“Probably the worst I’ve ever seen” is how one agronomist describes the conditions farmers have faced while trying to plant crops in southern Indiana this year. Even though planting has now ramped up again and could be complete within a week, Matt Parmer says they’ve gone from one challenge to another this spring.
“We’ve had some beans that had to be replanted because of wet weather,” he told HAT. We replanted them, they came up nice and uniform just to be taken out by slugs. This has been the heaviest slug infestation that I have ever come across, at least down in southern Indiana region, and I think it’s a lot to do with a really mild winter, a lot more no till, a lot more cover crops.

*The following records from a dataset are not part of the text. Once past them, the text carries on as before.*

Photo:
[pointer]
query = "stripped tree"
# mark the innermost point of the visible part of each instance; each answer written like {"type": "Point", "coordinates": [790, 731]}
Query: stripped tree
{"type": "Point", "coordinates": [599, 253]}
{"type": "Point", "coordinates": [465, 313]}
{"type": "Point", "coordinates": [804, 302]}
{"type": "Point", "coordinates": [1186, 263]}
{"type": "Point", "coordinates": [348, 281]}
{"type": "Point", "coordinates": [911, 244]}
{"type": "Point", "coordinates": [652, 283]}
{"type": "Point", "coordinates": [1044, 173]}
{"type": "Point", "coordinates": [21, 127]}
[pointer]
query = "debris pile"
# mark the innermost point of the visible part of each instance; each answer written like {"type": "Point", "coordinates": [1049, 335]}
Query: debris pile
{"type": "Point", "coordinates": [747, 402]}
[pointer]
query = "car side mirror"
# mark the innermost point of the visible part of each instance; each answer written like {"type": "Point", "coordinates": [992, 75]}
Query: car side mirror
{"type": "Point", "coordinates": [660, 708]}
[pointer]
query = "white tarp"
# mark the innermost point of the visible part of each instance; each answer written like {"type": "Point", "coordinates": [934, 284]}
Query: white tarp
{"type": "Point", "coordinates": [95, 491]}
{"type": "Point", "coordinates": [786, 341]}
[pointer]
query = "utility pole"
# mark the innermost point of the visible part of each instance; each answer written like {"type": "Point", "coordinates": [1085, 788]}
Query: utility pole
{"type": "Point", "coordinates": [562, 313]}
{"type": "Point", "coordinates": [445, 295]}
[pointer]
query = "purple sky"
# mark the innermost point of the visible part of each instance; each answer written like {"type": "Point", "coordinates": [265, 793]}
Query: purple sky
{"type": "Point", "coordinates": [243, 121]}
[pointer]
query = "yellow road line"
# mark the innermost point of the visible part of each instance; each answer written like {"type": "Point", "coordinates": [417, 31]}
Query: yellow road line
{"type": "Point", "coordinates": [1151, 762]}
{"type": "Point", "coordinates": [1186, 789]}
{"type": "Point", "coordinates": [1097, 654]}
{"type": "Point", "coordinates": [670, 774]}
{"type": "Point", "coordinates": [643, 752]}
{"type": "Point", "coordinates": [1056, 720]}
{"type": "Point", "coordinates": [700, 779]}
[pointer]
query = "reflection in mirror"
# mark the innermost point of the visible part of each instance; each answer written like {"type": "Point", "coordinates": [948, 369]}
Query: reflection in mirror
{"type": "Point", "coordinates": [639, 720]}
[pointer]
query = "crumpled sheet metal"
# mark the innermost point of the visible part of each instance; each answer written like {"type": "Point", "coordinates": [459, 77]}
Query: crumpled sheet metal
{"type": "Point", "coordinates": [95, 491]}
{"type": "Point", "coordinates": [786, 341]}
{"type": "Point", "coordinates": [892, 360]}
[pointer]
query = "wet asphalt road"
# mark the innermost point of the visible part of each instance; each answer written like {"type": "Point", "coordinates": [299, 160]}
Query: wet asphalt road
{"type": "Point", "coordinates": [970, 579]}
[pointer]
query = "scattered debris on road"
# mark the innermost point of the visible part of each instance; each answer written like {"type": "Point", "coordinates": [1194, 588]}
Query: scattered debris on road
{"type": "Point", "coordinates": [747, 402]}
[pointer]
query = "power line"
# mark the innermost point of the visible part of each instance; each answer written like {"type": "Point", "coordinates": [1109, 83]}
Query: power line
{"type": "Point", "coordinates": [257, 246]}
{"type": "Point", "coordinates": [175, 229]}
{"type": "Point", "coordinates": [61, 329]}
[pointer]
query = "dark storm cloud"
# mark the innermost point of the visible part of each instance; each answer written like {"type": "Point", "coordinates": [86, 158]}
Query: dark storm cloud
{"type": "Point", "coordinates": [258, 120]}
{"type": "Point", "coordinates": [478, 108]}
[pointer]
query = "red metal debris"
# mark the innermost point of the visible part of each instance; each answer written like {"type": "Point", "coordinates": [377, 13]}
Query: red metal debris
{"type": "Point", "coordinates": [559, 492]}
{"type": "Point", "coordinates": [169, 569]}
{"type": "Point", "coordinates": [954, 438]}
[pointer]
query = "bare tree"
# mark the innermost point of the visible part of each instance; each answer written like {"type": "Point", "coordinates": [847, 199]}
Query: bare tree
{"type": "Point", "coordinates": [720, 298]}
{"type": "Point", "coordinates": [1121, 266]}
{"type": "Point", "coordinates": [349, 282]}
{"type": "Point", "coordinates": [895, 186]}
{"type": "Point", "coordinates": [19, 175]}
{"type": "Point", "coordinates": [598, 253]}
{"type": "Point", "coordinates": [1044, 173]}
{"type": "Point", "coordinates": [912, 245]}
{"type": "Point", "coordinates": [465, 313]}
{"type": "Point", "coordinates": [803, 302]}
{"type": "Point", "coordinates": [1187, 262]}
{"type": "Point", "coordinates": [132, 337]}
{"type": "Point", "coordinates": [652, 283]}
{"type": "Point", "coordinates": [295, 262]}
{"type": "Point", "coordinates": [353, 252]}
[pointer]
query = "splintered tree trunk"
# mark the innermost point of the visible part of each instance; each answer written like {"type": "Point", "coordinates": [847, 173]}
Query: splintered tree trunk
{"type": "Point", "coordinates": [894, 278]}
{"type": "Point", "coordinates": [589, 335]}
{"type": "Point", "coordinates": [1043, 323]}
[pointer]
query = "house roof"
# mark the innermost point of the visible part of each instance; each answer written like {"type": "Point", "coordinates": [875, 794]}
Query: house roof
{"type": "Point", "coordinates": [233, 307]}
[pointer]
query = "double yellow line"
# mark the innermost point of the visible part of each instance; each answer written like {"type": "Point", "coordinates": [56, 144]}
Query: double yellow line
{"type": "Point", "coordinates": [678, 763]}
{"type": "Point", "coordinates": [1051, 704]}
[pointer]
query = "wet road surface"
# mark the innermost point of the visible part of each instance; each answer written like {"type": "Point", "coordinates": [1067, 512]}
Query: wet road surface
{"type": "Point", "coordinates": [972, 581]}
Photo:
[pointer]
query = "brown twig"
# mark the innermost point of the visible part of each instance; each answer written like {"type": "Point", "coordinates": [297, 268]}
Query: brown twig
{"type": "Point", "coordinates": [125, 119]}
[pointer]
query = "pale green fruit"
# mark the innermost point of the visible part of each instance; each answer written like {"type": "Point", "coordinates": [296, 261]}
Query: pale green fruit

So, we’ve got an environment for them and then throw on the saturated soils and some of the cooler temperatures in May, it just made for a perfect environment for slug activity and slug devastation.”
The challenges won’t end with planting as farmers will need to watch their crops carefully this summer. Waterhemp is already a growing problem.
“We came off a really heavy waterhemp year last year,” Parmer said, “so we got the seed bank up and all of a sudden we had a really wet May, and waterhemp doesn’t get its name because it doesn’t like water. So it’s absolutely thrived and we’ve seen a lot of waterhemp pressure. So it’s been a good year to test out the Extend cropping system.”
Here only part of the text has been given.